I have tried using previous examples with packages Rcurl and XML (in R), but I don't know how to use them correctly for aspx sites. So what I would love to have is: 1. Some suggestion on how to build such a code. 2. And recommendation for how to learn the knowledge needed for performing such a task.
感谢您的帮助,
汤姆
推荐答案
require(httr)
require(XML)
basePage <- "http://capitol.hawaii.gov"
h <- handle(basePage)
GET(handle = h)
res <- GET(handle = h, path = "/advreports/advreport.aspx?year=2013&report=deadline&rpt_type=&measuretype=hb&title=House")
# parse content for "Transmitted to Governor" text
resXML <- htmlParse(content(res, as = "text"))
resTable <- getNodeSet(resXML, '//*/table[@id ="GridViewReports"]/tr/td[3]')
appRows <-sapply(resTable, xmlValue)
include <- grepl("Transmitted to Governor", appRows)
resUrls <- xpathSApply(resXML, '//*/table[@id ="GridViewReports"]/tr/td[2]//@href')
appUrls <- resUrls[include]
# look at just the first
res <- GET(handle = h, path = appUrls[1])
resXML <- htmlParse(content(res, as = "text"))
xpathSApply(resXML, '//*[text()[contains(.,"Passed Final Reading")]]', xmlValue)
[1] "Passed Final Reading as amended in SD 2 with Representative(s) Fale, Jordan,
Tsuji voting aye with reservations; Representative(s) Cabanilla, Morikawa, Oshiro,
Tokioka voting no (4) and none excused (0)."
通过设置handle
让包httr
处理所有后台工作.
Let package httr
handle all the background work by setting up a handle
.
如果您想遍历所有 92 个链接:
If you want to run over all 92 links:
# get all the links returned as a list (will take sometime)
# print statement included for sanity
res <- lapply(appUrls, function(x){print(sprintf("Got url no. %d",which(appUrls%in%x)));
GET(handle = h, path = x)})
resXML <- lapply(res, function(x){htmlParse(content(x, as = "text"))})
appString <- sapply(resXML, function(x){
xpathSApply(x, '//*[text()[contains(.,"Passed Final Reading")]]', xmlValue)
})
head(appString)
> head(appString)
$href
[1] "Passed Final Reading as amended in SD 2 with Representative(s) Fale, Jordan, Tsuji voting aye with reservations; Representative(s) Cabanilla, Morikawa, Oshiro, Tokioka voting no (4) and none excused (0)."
$href
[1] "Passed Final Reading, as amended (CD 1). 25 Aye(s); Aye(s) with reservations: none . 0 No(es): none. 0 Excused: none."
[2] "Passed Final Reading as amended in CD 1 with Representative(s) Cullen, Har voting aye with reservations; Representative(s) McDermott voting no (1) and none excused (0)."
$href
[1] "Passed Final Reading, as amended (CD 1). 25 Aye(s); Aye(s) with reservations: none . 0 No(es): none. 0 Excused: none."
[2] "Passed Final Reading as amended in CD 1 with none voting aye with reservations; Representative(s) Hashem, McDermott voting no (2) and none excused (0)."
$href
[1] "Passed Final Reading, as amended (CD 1). 24 Aye(s); Aye(s) with reservations: none . 0 No(es): none. 1 Excused: Ige."

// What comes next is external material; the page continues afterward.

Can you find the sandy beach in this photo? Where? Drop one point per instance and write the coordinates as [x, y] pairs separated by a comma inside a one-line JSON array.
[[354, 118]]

[2] "Passed Final Reading as amended in CD 1 with none voting aye with reservations; none voting no (0) and Representative(s) Say excused (1)."
$href
[1] "Passed Final Reading, as amended (CD 1). 25 Aye(s); Aye(s) with reservations: none . 0 No(es): none. 0 Excused: none."
[2] "Passed Final Reading as amended in CD 1 with Representative(s) Johanson voting aye with reservations; none voting no (0) and none excused (0)."
$href
[1] "Passed Final Reading, as amended (CD 1). 25 Aye(s); Aye(s) with reservations: none . 0 No(es): none. 0 Excused: none."
[2] "Passed Final Reading as amended in CD 1 with none voting aye with reservations; none voting no (0) and none excused (0)."
这篇关于使用 R 从 aspx 网站抓取的文章就介绍到这了,希望我们推荐的答案对大家有所帮助,也希望大家多多支持IT屋!